Does anyone feel my daily, hourly pain? A little sympathy would go a little way to helping me feel better. A baseball bat would make it a whole lot better!
Blessings,
TC

Saturday, August 22, 2009

The New Deck





How awesome is this? Compliments of my son and brother- and has only cost me 400.00. What a deal. It's huge. Spans 2 sides of my house. Love it. Now if I could just get the bugs to leave me alone long enough to enjoy it.
Let me tell you how peaceful it is to sit out here in the morning while I get my caffeine fix. I am so blessed. Still needs latice, and then stained, but it's a work in progress.
I almost don't recognize my house. In the last 2 years we've put on new siding, installed new windows and doors, had a roof put on, "got" a new kitchen and laundry room and some other, minor stuff. Love it. There's still a bunch of work to be done on the inside- all cosmetic, with the exception of the bathroom remodel, but it's coming along. Wish Lori could see it. I like to think she can.

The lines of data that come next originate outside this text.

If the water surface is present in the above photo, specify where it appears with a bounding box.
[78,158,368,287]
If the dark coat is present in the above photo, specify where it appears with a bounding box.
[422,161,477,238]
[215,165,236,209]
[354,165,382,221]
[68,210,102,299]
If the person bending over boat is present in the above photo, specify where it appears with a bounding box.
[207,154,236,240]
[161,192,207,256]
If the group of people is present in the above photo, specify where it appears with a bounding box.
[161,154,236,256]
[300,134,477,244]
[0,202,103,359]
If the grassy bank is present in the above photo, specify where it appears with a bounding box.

Wednesday, August 19, 2009

Not Sure What To Do With Myself...


It's kinda strange that school starts next week... and I'm not enrolled. It's been a long haul. And truth be told, I'm a little lost with all this time. The summer hasn't gone quite as I imagined it would. I thought I would have lots of time to work on all the art projects I've started but not had time with being in school to finish...but that hasn't happened yet. I thought Richard and I would spend bunches more time together than we've been able to do when school is in session... but we've seen each other less than when I was in school (at least I think that's the case). I wish I could figure out all the reasons that I haven't done the things I thought I would, or spent the time the way I thought but I think it boils down to...I've been really lazy. Not that being lazy is a bad thing. And I guess if I asked other people about it they might not agree, but I feel really lazy. I guess I can say I took the summer off.
But now it's time to get back on the ball. Get involved in more activities. Spend more time with the loved ones, and quit being such a introvert. Jump back into the design/art projects. Get the website up and the portfolio together. Freelance. Dream. Explore. Pray.
Anyone interested in helping hold me accountable to my dreams, desires, wishes and goals? I need all the help I can get...

The image above is one of the few projects I've completed this summer. It's a quad-panel display for church. Not sure why but the color comes across as orange when it's really a purplish blue. Oh well. It's been fun. I hope to install it this weekend.